Segundo a companhia, a estratégia é financiar a expansão com recursos próprios para acelerar o desenvolvimento do produto e a conquista de clientes, diante de um cenário em que o custo de capital permanece alto. O fundador da empresa, Ken Diamond, afirma que o foco atual é a execução operacional e que, por esse motivo, não há necessidade imediata de buscar investimento externo.
A expectativa de crescimento é apoiada pela adoção de agentes de IA em setores como serviços financeiros, telecomunicações e educação. Em 2025, a Escale informa ter contribuído para a geração de R$ 3,5 bilhões em vendas para clientes, incluindo BV, Claro e C6 Bank.
A empresa atua, principalmente, em operações comerciais consideradas complexas — como financiamento de veículos, concessão de crédito, produtos de telecom e planos de saúde — áreas que historicamente dependiam de equipes humanas para boa parte do processo comercial.
Mercado brasileiro e vendas conversacionais
O fundador da Escale também destaca que o mercado de inteligência artificial no Brasil vem amadurecendo: depois de uma fase de pilotagem, empresas começam a direcionar investimentos para aplicações que gerem receita e aumentem produtividade. Para muitos clientes, o principal interesse é ampliar vendas, não apenas reduzir custos.

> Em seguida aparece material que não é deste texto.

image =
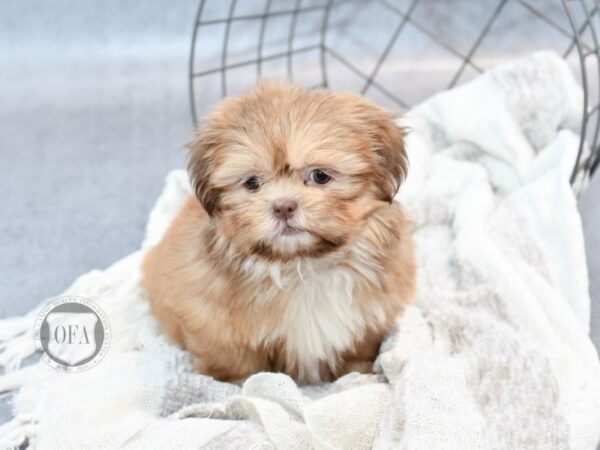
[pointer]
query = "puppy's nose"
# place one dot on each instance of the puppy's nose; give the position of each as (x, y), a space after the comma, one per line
(284, 209)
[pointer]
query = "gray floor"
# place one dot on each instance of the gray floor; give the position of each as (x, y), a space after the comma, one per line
(93, 113)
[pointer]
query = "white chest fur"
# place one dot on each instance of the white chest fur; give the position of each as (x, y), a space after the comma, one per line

Diamond aponta que o Brasil tem vantagem em um segmento específico: as vendas conversacionais. Com a ampla penetração do WhatsApp, dados citados pela empresa indicam que cerca de 80% dos consumidores brasileiros preferem se comunicar com empresas por aplicativos de mensagem e 73% afirmam preferir realizar compras por esses canais.
Imagem: Getty Images
De acordo com o executivo, essa preferência coloca o país em posição favorável para desenvolver soluções de IA voltadas para vendas digitais. Empresários também veem oportunidades de internacionalização: companhias dos Estados Unidos e da Europa procuraram fornecedores brasileiros para estudar modelos de vendas baseados em aplicativos de mensagens.
Para organizações que dependem de operações comerciais em grande escala, a disputa com a tecnologia não é só por eficiência, mas também pela capacidade de transformar dados e conversas em novos negócios.